If he’d been thinking clearly he would have told the man Zane was dead or severely injured from the wreck. Now, he had practically sealed Zane’s death sentence as well.
The scraping stopped, and the voice that responded was one of pure sympathy. “He’s hurt, isn’t he? He’s hurt, and you left him behind to go work on the case, didn’t you, Grady?” He tutted in disapproval. “You just couldn’t let it go, that need for revenge. Oh, don’t be surprised. I knew about you and Sanchez. He found the Baltimore connection, too. He even put a call into his old Recon buddy Ty Grady down in Maryland to ask him about it, but you never answered your phone, did you, Ty? You’ve been wondering what that call was about since you got here, haven’t you? You weren’t there for Sanchez, and you won’t be there for Garrett.”
Ty closed his eyes and lowered his head, pain lancing through his chest at the killer’s accusations.
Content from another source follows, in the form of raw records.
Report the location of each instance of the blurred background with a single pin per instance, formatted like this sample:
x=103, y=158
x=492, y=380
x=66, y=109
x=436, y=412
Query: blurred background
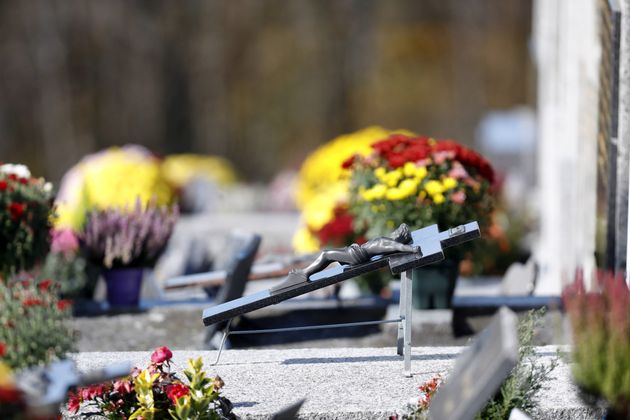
x=259, y=82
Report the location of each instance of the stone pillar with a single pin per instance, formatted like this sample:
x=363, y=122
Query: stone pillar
x=567, y=51
x=624, y=97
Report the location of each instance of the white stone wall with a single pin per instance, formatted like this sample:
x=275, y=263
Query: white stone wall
x=567, y=54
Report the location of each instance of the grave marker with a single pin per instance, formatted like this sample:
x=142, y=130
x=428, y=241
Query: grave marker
x=479, y=371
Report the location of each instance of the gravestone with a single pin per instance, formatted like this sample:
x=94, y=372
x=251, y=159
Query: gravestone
x=613, y=154
x=479, y=371
x=237, y=275
x=624, y=89
x=566, y=53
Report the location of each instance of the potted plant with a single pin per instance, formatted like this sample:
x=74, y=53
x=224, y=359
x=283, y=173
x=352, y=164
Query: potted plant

“Ah. You did leave him, didn’t you? Embarrassed, are you? That’s no way to treat a partner. You should be ashamed of yourself. What will he think when you don’t come back? He’ll think you abandoned him; left him because he was worthless.”
Ty licked his lips and opened his mouth to speak, but no words came.
He swallowed with difficulty and then tried again, managing a hoarse, “I’m sure he’ll be relieved to be rid of me.”
“Hmmm. I’m not sure I believe you, Grady. Who else will he work with? Who else would work with him? He’s a loose cannon.” There was a soft chuckle. “But then, so are you. At least you’re firing real ammunition. He’ll be even easier to take care of without you around.”